= Waterloo Moraine =

Landform and sediment body

The Waterloo Moraine is a landform and sediment body that was created as a moraine in the Regional Municipality of Waterloo, in Ontario, Canada. It covers a large portion of the cities of Waterloo and Kitchener and the township of Wilmot, and some parts of the townships of Wellesley and North Dumfries. About 90% of the water supply of the Regional Municipality of Waterloo is derived from groundwater of the Waterloo Moraine aquifer system.

During late 1989 and early 1990, groundwater contamination in Elmira forced the Region to shut down some well fields. As a result, new land use management guidelines and water protection measures have been enacted.

The Waterloo Moraine is the largest of fourteen moraines in the Region, spanning approximately 400 square kilometres. It is an interlobate moraine, consisting primarily of sand and gravel. It contains large aquifers, which discharge into the Grand River and its tributaries and maintain a base water flow rate into that system.

==Origin==
The Waterloo Moraine was formed as the three ice lobes of the Laurentide Ice Sheet retreated across what is now Waterloo Region from Lake Huron in the west, Georgian Bay in the northeast, Lake Ontario in the east and Lake Erie in the southeast. As the glacier moved, it carried with it huge boulders, sand, gravel and debris. As the ice disappeared, the Waterloo Moraine remained, a huge complex of glacial sediments that is between 30 metres and more than 100 metres thick. Meltwater streams cascading from the surface of the ice lobes carried enormous deposits of sand and gravel and blocks of bedrock.

The glacial sediments constituting the moraine rest upon the Guelph and Salina carbonate bedrock formations.

==Significance==
The Waterloo Moraine provides drinking water for over 300,000 people throughout Waterloo Region, and approximately 75% of its potable water. The Waterloo Moraine is currently not protected by provincial legislation although there is an active movement from citizens to see that this takes place.

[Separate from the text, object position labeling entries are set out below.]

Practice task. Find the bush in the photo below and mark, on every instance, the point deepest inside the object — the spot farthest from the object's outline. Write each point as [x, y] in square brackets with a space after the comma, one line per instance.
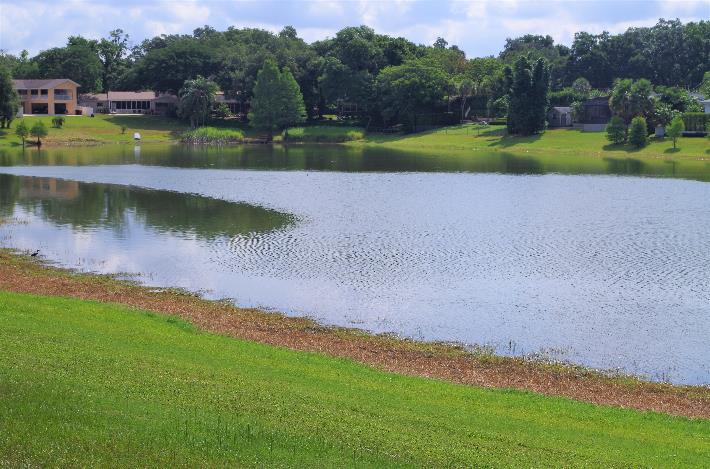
[696, 121]
[675, 129]
[212, 136]
[323, 134]
[616, 130]
[638, 132]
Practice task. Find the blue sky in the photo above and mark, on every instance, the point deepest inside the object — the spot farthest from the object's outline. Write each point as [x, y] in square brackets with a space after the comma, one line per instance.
[479, 27]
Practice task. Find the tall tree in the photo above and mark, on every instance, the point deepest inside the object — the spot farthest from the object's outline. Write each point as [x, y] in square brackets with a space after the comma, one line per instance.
[9, 99]
[631, 98]
[528, 96]
[196, 100]
[277, 100]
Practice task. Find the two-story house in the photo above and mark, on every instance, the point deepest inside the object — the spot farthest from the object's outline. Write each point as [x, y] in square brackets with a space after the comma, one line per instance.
[52, 96]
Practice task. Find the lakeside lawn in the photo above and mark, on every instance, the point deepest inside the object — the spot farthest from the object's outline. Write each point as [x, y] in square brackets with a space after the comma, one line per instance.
[459, 140]
[93, 384]
[464, 140]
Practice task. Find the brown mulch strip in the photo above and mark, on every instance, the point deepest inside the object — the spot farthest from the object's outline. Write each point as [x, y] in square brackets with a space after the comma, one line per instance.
[442, 361]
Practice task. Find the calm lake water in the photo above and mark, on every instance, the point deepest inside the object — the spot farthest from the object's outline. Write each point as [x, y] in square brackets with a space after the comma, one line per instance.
[556, 257]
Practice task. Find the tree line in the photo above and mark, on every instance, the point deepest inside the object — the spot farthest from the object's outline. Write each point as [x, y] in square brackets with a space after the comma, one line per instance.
[388, 79]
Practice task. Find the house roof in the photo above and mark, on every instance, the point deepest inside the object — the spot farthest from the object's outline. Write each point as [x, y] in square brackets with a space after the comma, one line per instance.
[21, 84]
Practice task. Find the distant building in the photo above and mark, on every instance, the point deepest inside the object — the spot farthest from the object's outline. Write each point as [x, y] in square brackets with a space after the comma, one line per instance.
[129, 102]
[560, 116]
[595, 114]
[50, 96]
[144, 102]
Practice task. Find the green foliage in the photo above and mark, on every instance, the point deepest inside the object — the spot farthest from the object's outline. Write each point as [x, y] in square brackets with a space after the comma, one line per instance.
[78, 61]
[95, 384]
[414, 87]
[631, 98]
[638, 132]
[39, 131]
[528, 96]
[675, 129]
[222, 111]
[616, 130]
[22, 131]
[323, 134]
[58, 122]
[212, 135]
[696, 121]
[9, 99]
[277, 101]
[197, 98]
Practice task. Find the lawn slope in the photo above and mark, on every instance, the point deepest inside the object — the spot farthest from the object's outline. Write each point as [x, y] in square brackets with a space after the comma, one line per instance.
[91, 384]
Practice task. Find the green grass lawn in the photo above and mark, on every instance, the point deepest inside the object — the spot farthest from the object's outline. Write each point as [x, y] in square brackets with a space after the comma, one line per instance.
[90, 384]
[465, 140]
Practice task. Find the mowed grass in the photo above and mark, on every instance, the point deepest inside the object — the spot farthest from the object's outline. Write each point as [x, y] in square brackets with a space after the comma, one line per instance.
[466, 140]
[323, 134]
[90, 384]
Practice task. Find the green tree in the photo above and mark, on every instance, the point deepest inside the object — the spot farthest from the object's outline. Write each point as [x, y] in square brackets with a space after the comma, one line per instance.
[277, 100]
[631, 98]
[414, 87]
[638, 132]
[616, 130]
[196, 100]
[39, 131]
[528, 96]
[9, 99]
[22, 131]
[675, 129]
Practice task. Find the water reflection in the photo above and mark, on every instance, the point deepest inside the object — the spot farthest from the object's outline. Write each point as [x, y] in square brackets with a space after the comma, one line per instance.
[87, 206]
[350, 159]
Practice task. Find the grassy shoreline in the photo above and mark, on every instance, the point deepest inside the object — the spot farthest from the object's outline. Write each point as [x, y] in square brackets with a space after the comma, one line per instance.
[456, 141]
[444, 361]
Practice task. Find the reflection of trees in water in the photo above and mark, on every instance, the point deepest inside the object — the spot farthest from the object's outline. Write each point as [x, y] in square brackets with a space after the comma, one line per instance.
[87, 205]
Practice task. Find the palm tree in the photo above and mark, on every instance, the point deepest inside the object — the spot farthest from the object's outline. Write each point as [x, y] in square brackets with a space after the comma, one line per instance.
[196, 100]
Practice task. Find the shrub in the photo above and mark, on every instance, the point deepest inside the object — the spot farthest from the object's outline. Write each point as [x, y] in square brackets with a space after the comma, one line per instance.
[38, 130]
[323, 134]
[675, 129]
[616, 130]
[696, 121]
[212, 136]
[638, 132]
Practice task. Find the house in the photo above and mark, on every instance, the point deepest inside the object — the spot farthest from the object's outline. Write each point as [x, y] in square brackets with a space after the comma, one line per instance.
[129, 102]
[595, 114]
[560, 116]
[50, 96]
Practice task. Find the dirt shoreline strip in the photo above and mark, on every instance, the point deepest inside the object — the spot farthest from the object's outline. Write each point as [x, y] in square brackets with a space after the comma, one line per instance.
[448, 362]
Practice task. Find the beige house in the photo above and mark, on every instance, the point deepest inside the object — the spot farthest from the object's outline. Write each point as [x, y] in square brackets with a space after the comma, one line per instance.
[53, 96]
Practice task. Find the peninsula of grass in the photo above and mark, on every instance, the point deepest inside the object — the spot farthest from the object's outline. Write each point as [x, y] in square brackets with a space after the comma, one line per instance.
[212, 136]
[323, 134]
[470, 140]
[91, 384]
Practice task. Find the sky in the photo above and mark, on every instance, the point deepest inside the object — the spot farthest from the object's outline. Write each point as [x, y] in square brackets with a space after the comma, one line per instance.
[479, 27]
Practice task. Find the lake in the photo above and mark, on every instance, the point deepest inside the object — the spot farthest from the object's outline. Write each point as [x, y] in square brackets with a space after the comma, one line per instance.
[583, 260]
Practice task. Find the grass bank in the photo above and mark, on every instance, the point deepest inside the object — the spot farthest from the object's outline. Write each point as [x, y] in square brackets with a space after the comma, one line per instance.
[212, 136]
[468, 140]
[323, 134]
[444, 361]
[91, 384]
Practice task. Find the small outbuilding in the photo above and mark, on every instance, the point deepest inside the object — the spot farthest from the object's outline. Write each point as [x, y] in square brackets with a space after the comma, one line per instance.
[560, 116]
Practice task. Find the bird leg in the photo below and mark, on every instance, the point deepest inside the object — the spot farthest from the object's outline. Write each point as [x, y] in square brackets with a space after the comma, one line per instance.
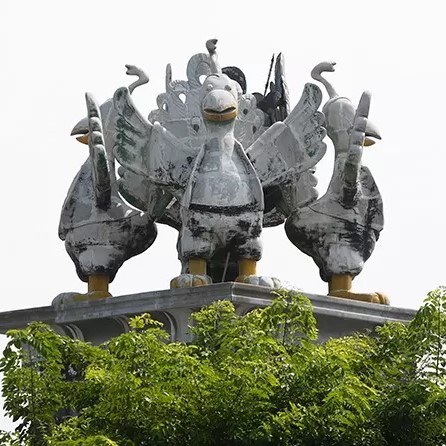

Louisette Lanteigne and David Wellhauser of Waterloo have used the Environmental Bill of Rights to submit a Request for Review for a Waterloo Moraine Protection Act. This resulted in a 16-month review of source water and groundwater protection for the Waterloo Moraine. The findings were to be published in September 2008.

==Function==
In the vicinity where the three ice lobes began to retreat, sits the recharge areas that allow surface water to enter back into the ground source. The speed of absorption depends on the density of aquifers and aquitards. Aquifers are made up of sand, gravel and silt where the water filters down relatively quickly. The shallow aquifers feed area bodies of water such as creeks and streams while the deeper aquifers feed down to replenish the ground water. The aquitards are the protective layers of clay that slowly filters the water and act to protect the main source from contamination. Left on its own, it is a naturally renewable way to gather fresh drinking water.

===Ground water recharge===
The moraine covers much of the City of Waterloo, Kitchener, Wellesley, Wilmot and North Dumfries, covering 400 sqkm of land. Almost half of the ground water recharge takes place on only 15% of the Grand River watershed and 80% occurs on only 30% of the land mass most of which is located at the west end of Waterloo Region in the townships of Wilmot and Wellesley.

==Threats==
The ground water travels down from west to east feeding area wells throughout the region. Subdivision developments in the west end would create more impervious surfaces in the vicinity of the recharge area. Instead of allowing the water to refill the source, the run off will be diverted to sewage systems instead. This will mean a permanent decrease in the volume of water entering area wells. The reduction of water in the wells will significantly increase the parts per billion of contaminants in the system jeopardizing the quality of water in the aquifer and increasing the costs of filtration.

If an increase in traffic follows the development in the vicinity of the aquifer, there will be an increased risk of contamination by road salt which is, according to Environment Canada, a known toxic substance. Road salt is a form of chloride that kills fish and pollutes area creeks and streams.